Igualmente, no grupo de poemas com dicção mais "surrealista", entram alguns elementos biográficos/domésticos bem como o sentimento de exílio, gerado a partir de uma relação agônica com a cidade.

Esse sentimento de perda do "direito à cidade" se impõe de várias maneiras, já desde a epígrafe, extraída do livro A gravidade e a graça, de Simone Weil. Weil nos ensina que entre uma cidade regida por mecanismos de exclusão social e uma cidade totalmente destruída há pouca diferença, pois é difícil sustentar no pensamento a existência autônoma e independente do que não nos pertence. Nesse sentido, uma cidade como Jenin - Ariel Sharon certamente nunca leu nem sequer uma linha de Simone Weil - pode não estar muito longe de São Paulo, ainda que a violência aqui assuma uma forma talvez menos ostensiva e indignante.

Veja que a imagem do exílio retorna na hipógrafe de Martin Buber (como Simone Weil, um autor judeu da primeira metade do século passado), ligando o livro, quem sabe, ao velho tema do judeu errante.

A internação descrita no poema "Mãe" também pode ser lida como a repetição da mesma perda, assim como o poema "Óvni" e todos os poemas com referências ao pé moído na errância pela cidade inviável ("Calcanhar de Vênus", "Tigre", "Montepio", "Pai").

Assim, penso que as diferentes vertentes mencionadas por você se articulam a partir desse núcleo comum.

WEBLIVROS: "Novo endereço" representa uma continuidade em relação a seus livros anteriores - "Todo mudez será conquistada" e "Sistema de erros" - ou você acredita que houve uma ruptura? Como você o relaciona com seus trabalhos anteriores, incluindo as experiências com o grupo Cálamo?

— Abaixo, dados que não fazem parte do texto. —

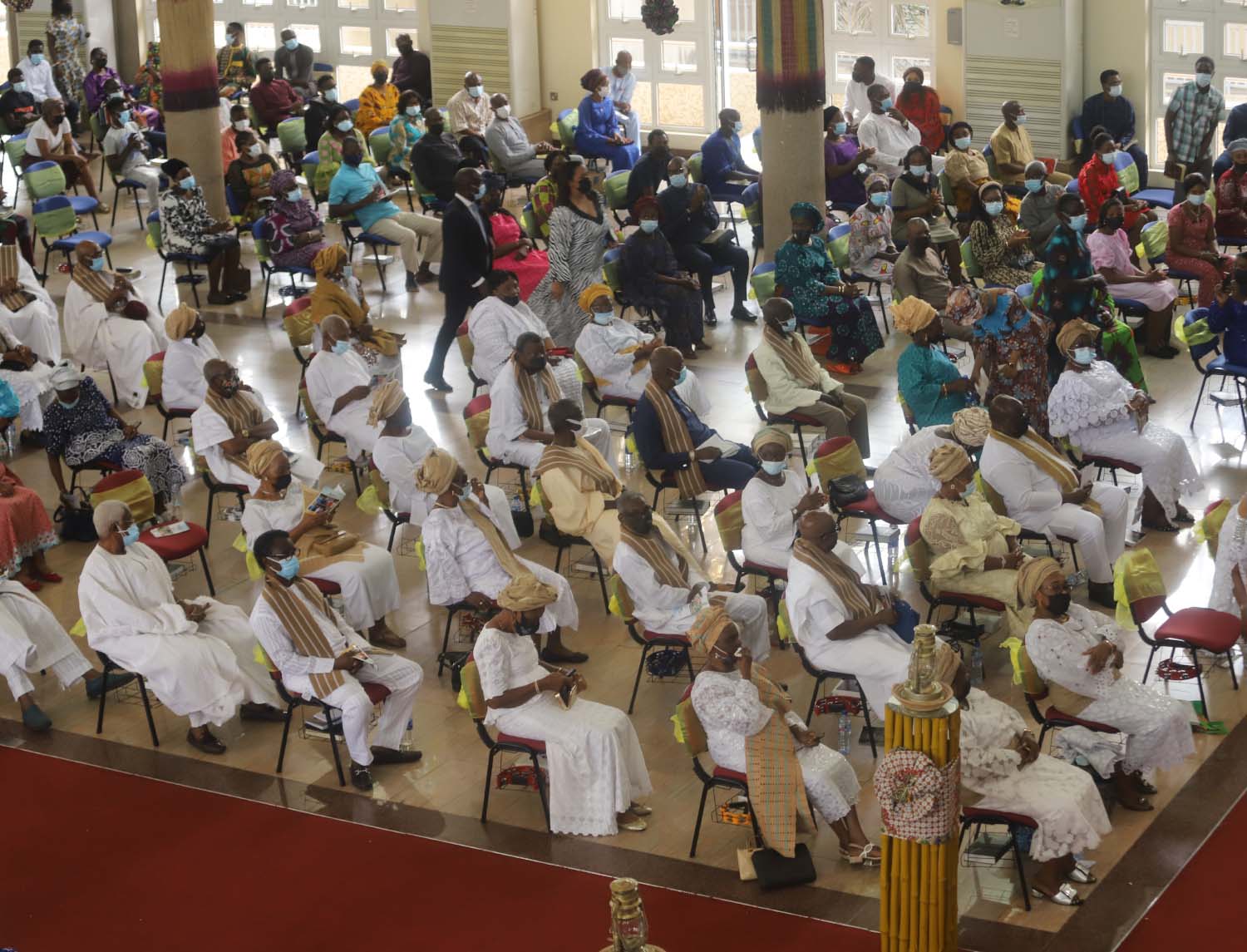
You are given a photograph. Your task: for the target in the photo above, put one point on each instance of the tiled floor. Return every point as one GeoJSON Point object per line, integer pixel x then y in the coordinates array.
{"type": "Point", "coordinates": [446, 785]}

FW: Para mim há uma ruptura muito clara, uma mudança de projeto. Em relação aos livros anteriores houve um rebaixamento considerável no tom, o abandono de certo preciosismo vocabular, de certos jogos imagéticos, de certa dedicação à metalinguagem. Novo endereço é um livro mais machucado, nutrido pela linguagem coloquial e repleto de vários poemas com teor fortemente narrativo.

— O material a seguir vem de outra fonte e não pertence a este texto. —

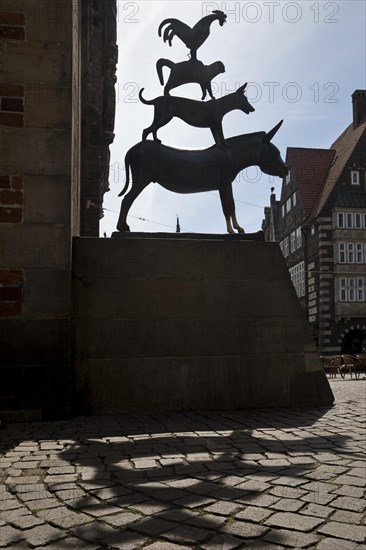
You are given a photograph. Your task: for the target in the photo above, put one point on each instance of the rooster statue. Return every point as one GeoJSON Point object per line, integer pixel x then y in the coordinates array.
{"type": "Point", "coordinates": [194, 37]}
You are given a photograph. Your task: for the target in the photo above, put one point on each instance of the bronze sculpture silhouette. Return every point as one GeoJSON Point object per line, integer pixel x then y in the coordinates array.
{"type": "Point", "coordinates": [195, 171]}
{"type": "Point", "coordinates": [196, 113]}
{"type": "Point", "coordinates": [194, 37]}
{"type": "Point", "coordinates": [189, 71]}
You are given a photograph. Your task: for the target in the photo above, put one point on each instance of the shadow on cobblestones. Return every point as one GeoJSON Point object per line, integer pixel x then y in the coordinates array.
{"type": "Point", "coordinates": [199, 480]}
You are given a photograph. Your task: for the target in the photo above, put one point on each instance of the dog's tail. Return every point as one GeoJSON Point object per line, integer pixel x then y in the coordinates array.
{"type": "Point", "coordinates": [127, 168]}
{"type": "Point", "coordinates": [159, 67]}
{"type": "Point", "coordinates": [145, 101]}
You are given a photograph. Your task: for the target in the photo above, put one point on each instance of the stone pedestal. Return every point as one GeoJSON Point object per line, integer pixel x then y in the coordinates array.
{"type": "Point", "coordinates": [168, 323]}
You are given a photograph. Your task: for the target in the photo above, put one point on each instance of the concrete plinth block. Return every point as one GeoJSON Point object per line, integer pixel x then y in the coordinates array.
{"type": "Point", "coordinates": [165, 323]}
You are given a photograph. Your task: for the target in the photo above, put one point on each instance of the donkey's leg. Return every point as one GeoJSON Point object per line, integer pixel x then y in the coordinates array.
{"type": "Point", "coordinates": [227, 193]}
{"type": "Point", "coordinates": [226, 206]}
{"type": "Point", "coordinates": [127, 203]}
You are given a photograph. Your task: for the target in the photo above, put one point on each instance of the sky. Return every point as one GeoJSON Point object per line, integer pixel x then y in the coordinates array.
{"type": "Point", "coordinates": [302, 61]}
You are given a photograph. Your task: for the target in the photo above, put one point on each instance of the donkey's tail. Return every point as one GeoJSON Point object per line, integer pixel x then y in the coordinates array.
{"type": "Point", "coordinates": [159, 67]}
{"type": "Point", "coordinates": [127, 168]}
{"type": "Point", "coordinates": [147, 102]}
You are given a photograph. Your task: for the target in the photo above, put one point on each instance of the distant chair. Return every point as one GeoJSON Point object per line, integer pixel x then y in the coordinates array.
{"type": "Point", "coordinates": [331, 364]}
{"type": "Point", "coordinates": [360, 364]}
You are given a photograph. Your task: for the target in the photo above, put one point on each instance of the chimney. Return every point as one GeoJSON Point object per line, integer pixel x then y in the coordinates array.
{"type": "Point", "coordinates": [359, 107]}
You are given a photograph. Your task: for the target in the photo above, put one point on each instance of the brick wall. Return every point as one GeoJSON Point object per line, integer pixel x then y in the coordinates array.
{"type": "Point", "coordinates": [11, 285]}
{"type": "Point", "coordinates": [12, 105]}
{"type": "Point", "coordinates": [12, 26]}
{"type": "Point", "coordinates": [11, 198]}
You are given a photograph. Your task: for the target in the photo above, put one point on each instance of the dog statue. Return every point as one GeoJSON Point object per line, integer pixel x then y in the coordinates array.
{"type": "Point", "coordinates": [189, 71]}
{"type": "Point", "coordinates": [201, 115]}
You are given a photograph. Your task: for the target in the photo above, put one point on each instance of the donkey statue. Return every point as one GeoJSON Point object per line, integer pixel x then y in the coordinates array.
{"type": "Point", "coordinates": [194, 171]}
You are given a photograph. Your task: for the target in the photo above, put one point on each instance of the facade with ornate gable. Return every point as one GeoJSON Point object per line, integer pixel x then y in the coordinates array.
{"type": "Point", "coordinates": [320, 224]}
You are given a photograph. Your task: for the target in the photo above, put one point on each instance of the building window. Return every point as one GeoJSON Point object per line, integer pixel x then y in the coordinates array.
{"type": "Point", "coordinates": [359, 253]}
{"type": "Point", "coordinates": [297, 274]}
{"type": "Point", "coordinates": [352, 290]}
{"type": "Point", "coordinates": [342, 253]}
{"type": "Point", "coordinates": [298, 237]}
{"type": "Point", "coordinates": [360, 290]}
{"type": "Point", "coordinates": [343, 290]}
{"type": "Point", "coordinates": [350, 253]}
{"type": "Point", "coordinates": [355, 177]}
{"type": "Point", "coordinates": [293, 241]}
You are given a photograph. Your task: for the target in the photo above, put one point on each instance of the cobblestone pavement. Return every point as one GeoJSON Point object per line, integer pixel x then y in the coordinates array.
{"type": "Point", "coordinates": [259, 479]}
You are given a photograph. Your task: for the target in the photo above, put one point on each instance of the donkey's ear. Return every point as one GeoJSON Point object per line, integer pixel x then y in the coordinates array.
{"type": "Point", "coordinates": [274, 130]}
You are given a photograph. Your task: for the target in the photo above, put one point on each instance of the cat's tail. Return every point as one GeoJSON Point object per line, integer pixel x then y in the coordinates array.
{"type": "Point", "coordinates": [159, 67]}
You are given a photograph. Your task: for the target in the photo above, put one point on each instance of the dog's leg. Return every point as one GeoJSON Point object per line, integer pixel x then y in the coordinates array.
{"type": "Point", "coordinates": [235, 222]}
{"type": "Point", "coordinates": [228, 205]}
{"type": "Point", "coordinates": [218, 134]}
{"type": "Point", "coordinates": [209, 89]}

Mas é também evidente que, se você for pesquisar, encontrará algo nos livros anteriores que de alguma forma prenunciava o que pude alcançar agora, bem como, no livro atual, resíduos de obsessões anteriores. Em Sistema de Erros, por exemplo, um poema como "A rosa púrpura do Cairo", devido ao tom narrativo e à tematização da violência mutiladora contra a mulher, antecipa à sua maneira algumas questões de Novo Endereço. Já o poema "E vice-versa", de Novo endereço, retoma a vertente metalingüística em nova chave, o que só foi possível pela prevalência do erro sobre o sistema; da mobilidade do que é precário sobre a necessidade de organização.

WEBLIVROS: Percebe-se um diálogo cerrado com Manuel Bandeira, crítico-criativo e não meramente reverencial, nos poemas de "Novo endereço", mais até que com Drummond, autores que você admira e estuda. Como você enfrenta suas angústias de influência e como tais angústias se refletem nos seus textos? Como você lida com a tradição?

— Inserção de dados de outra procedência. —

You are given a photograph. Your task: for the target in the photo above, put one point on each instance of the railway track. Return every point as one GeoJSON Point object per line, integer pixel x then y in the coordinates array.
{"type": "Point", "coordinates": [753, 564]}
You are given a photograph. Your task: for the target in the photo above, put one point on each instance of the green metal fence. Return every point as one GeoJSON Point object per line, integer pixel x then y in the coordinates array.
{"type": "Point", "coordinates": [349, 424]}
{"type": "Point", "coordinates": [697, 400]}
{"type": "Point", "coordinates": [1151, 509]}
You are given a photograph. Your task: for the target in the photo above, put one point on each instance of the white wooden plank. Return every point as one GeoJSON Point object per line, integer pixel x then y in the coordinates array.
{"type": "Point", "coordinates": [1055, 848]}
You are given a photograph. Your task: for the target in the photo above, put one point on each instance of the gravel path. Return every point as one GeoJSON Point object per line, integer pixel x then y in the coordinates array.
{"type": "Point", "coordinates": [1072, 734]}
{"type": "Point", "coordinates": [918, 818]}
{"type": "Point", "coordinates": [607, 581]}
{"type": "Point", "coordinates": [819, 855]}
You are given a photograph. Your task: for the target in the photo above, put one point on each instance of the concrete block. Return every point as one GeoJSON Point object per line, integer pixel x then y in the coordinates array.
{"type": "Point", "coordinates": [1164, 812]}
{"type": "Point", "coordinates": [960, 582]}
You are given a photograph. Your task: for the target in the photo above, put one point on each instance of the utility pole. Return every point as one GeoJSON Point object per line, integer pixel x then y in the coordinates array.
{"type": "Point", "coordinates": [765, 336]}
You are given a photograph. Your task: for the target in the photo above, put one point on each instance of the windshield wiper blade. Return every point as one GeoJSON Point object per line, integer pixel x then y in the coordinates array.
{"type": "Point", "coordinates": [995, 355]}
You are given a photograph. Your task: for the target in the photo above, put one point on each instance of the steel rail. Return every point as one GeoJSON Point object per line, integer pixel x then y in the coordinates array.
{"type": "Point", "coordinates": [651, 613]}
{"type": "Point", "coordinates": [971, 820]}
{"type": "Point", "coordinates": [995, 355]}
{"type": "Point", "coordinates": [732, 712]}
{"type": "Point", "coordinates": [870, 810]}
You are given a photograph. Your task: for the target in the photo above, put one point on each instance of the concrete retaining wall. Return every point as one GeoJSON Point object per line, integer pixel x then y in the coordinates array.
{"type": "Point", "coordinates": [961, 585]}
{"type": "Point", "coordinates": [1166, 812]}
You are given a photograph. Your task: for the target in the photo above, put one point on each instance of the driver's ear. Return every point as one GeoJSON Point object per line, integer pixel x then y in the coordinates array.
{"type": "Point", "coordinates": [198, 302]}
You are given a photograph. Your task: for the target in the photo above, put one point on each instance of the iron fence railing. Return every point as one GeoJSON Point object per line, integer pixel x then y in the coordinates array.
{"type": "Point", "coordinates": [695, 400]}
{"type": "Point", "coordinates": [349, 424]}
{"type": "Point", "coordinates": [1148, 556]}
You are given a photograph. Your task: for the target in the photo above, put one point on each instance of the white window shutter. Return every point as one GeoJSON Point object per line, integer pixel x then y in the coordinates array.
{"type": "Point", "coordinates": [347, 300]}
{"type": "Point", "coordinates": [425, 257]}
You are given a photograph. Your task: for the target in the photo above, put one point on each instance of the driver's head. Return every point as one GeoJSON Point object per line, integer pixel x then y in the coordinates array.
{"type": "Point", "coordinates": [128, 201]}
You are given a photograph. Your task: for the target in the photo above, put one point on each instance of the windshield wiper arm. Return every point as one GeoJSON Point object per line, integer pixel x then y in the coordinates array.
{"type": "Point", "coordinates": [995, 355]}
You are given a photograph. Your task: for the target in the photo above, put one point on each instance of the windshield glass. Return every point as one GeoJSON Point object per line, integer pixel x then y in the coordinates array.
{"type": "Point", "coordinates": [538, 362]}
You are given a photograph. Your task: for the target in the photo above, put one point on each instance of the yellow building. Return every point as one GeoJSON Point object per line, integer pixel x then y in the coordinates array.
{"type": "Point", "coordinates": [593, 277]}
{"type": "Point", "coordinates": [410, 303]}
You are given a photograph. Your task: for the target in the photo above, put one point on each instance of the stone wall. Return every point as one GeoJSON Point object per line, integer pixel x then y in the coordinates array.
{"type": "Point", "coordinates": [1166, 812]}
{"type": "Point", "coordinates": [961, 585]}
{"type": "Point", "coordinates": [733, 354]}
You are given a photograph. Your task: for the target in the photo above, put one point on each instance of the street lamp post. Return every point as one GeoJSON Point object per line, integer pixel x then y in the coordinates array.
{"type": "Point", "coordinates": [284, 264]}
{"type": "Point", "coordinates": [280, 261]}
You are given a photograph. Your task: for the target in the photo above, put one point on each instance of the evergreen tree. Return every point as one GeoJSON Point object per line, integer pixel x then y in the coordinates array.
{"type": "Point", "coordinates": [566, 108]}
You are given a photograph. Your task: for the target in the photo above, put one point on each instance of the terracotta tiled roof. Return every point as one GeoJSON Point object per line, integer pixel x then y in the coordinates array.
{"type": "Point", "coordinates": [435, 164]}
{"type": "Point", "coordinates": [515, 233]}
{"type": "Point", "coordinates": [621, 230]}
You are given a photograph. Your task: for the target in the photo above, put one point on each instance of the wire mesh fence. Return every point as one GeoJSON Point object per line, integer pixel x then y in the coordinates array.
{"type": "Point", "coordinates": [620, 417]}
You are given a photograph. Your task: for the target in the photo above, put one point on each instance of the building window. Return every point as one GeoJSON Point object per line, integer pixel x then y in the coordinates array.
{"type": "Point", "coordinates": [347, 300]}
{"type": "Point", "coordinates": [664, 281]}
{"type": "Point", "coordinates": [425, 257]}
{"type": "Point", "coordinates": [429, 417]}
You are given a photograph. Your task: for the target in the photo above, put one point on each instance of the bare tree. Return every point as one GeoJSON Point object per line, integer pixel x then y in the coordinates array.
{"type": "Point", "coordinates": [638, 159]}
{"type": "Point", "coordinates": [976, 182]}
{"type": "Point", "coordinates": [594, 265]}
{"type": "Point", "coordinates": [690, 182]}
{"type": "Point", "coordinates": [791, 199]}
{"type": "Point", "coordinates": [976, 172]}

FW: Influência, angústia, diálogo com a tradição, herança. Eis um terreno verdadeiramente minado, no qual a própria forma de designar possíveis filiações entre autores suscita uma série de problemas.

Vejamos. A lição presente em um texto como "Tradição e talento individual" escrito por Eliot em 1917, encontra-se hoje, ao menos entre os poetas minimamente informados, bastante difundida. A idéia de que devemos ter consciência "não apenas da caducidade do passado, mas de sua presença" (a insistência quanto ao fato de que a obra original não é aquela que volta as costas à tradição, mas a que incorporando-a, reordena o conjunto das obras existentes), tornou-se, por assim dizer, quase um consenso entre os escritores de senso. Poucos são os que, ainda hoje, sentem romanticamente o "borbulhar do gênio", supondo que farão uma obra-prima apenas com o que lhes vai na cachola, sem tomar nada de empréstimo a outrem.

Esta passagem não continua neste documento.